- Tanner Creek Butte Location within Oregon

Highest point
- Elevation: 4,478 ft (1,365 m)
- Prominence: 580 ft (180 m)
- Parent peak: Table Mountain, Oregon
- Coordinates: 45°34′00″N 121°54′26″W﻿ / ﻿45.566635286°N 121.90734807°W

Geography
- Location: Mount Hood National Forest; Columbia River Gorge National Scenic Area; Mark O. Hatfield Wilderness; Multnomah County; Hood River County;
- Parent range: Cascades
- Topo map: Tanner Butte

Climbing
- Easiest route: Tanner Butte Trail

= Tanner Creek Butte =

Mountain in Oregon, United States of America

Tanner Butte, officially Tanner Creek Butte, is a peak on the boundary between Hood River and Multnomah counties in Oregon, on the edge of the Columbia River Gorge. Its 4478 ft elevation makes it the highest point in the western Gorge. Tanner Butte is the high point on Tanner Ridge, a north-south ridge separating the Tanner and Eagle Creek drainages from each other. It is located in a remote area of the Mark O. Hatfield Wilderness, a wilderness area within the Mount Hood National Forest, on the boundary of the Bull Run Watershed.
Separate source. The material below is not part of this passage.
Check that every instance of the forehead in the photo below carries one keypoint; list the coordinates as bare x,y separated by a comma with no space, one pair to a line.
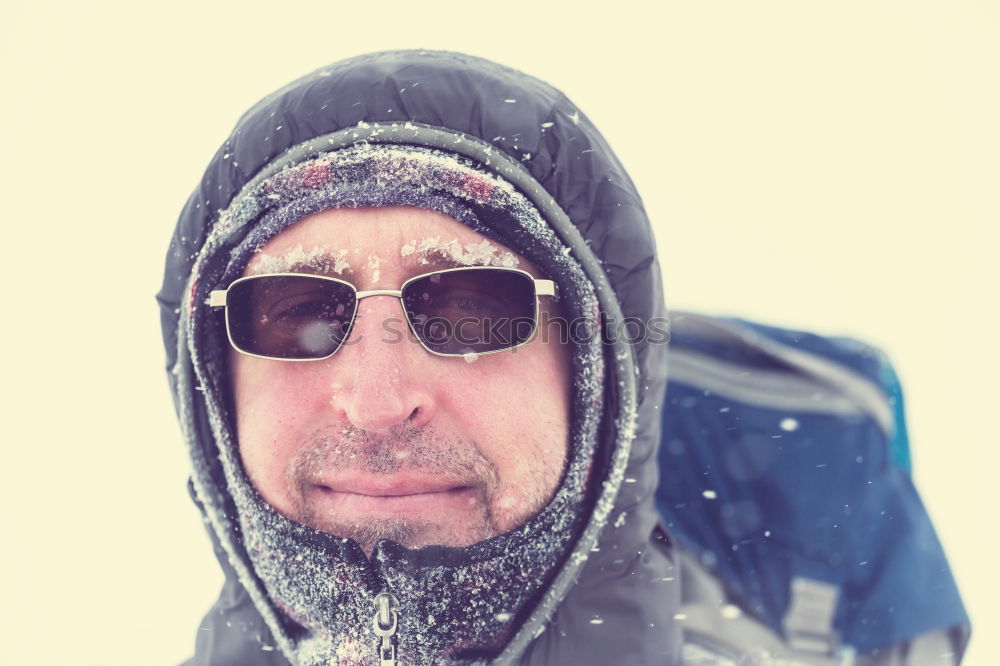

The peak is only reachable by trail, with no roads leading to the area, and is over nine miles from the nearest trailhead. The Tanner Butte Trail #401 ascends Tanner Butte by following Tanner Ridge for eight miles from the closed Tanner Creek Road (Forest Road 8400-777). The Eagle-Tanner Trail #433 climbs the other side of the butte for five miles from a junction with the Eagle Creek Trail #440. The Tanner Cutoff Trail #448 and Eagle Creek Trail connects Tanner Butte to the rest of the Gorge's trail network.

The Tanner Butte area was severely impacted by the Eagle Creek Fire of 2017, with nearly the entire north face experiencing a severe burn severity. Due to the increased risk of landslides, debris flows, and other hazards, recreation in the area remains closed as of January 2019.